Further tests showed that the Instaclustr agent was able to monitor at least 50 tables within the test environment, but each test failed with the same Cassandra-side BufferOverflowException
before 75 tables were created.
Interestingly enough, Instacluster’s documentation has no recommendations to limit the number of tables per cluster, while their cassandra-exporter documentation claims to support 1000+ tables exporting 174,000 metrics.
The nodes consumed about 1.5 GB of the allotted 8 GB heap, the CPU consumption was low, and they were all running the same Java versions as the rest of the test clusters.
Conclusion
It should first be noted that AxonOps had a few disadvantages throughout the tests as follows:
- The AxonOps agent was:
- Monitoring 1000 tables, instead of 50 or 100 tables
- The Cassandra cluster that was monitored by the AxonOps had:
- 1000 tables, instead of 50 or 100 tables
- 50-100% more data load, due to a higher write throughput in timed tests
The fact the AxonOps agent still managed to outperform the MCAC exporter and the JMX Exporter is impressive.

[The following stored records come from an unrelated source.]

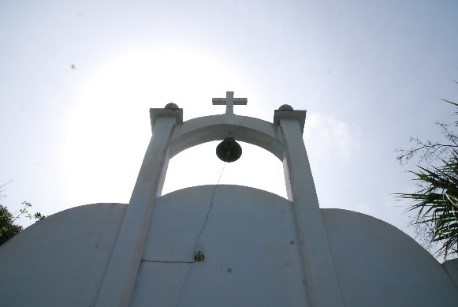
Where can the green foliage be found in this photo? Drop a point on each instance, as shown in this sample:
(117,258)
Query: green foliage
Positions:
(436,203)
(7,227)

The cluster being monitored by the JMX Exporter only had 50 tables, while the cluster monitored by the AxonOps agent was still able to:
- process 2x as many writes
- perform 40% quicker reads
- continue providing updated metrics every 5 seconds
The write throughput of the MCAC exporter looks comparable to the AxonOps agent when the number of tables being monitored is kept low. However, the following issues with the MCAC exporter are noteworthy when making final comparisons since the MCAC exporter:
- cannot monitor more than 300 keyspace/table pairs, within this test environment
- sends 220-260x more data than the AxonOps agent
- shows a 20% drop in read-throughput, likely due to the on-disk metrics caching enabled by default
These results speak to the lightweight, unobtrusive nature of the AxonOps agent that has been built from the ground up with metric collection optimizations, compression, and resource usage being at the center of the design process and zero-configuration installation.
I’m looking forward to using AxonOps on my current Cassandra cluster, and the next. It’s nice not having to trade visibility for lower throughputs with a higher bandwidth bill.
The AxonOps agent is the clear winner in this specific test.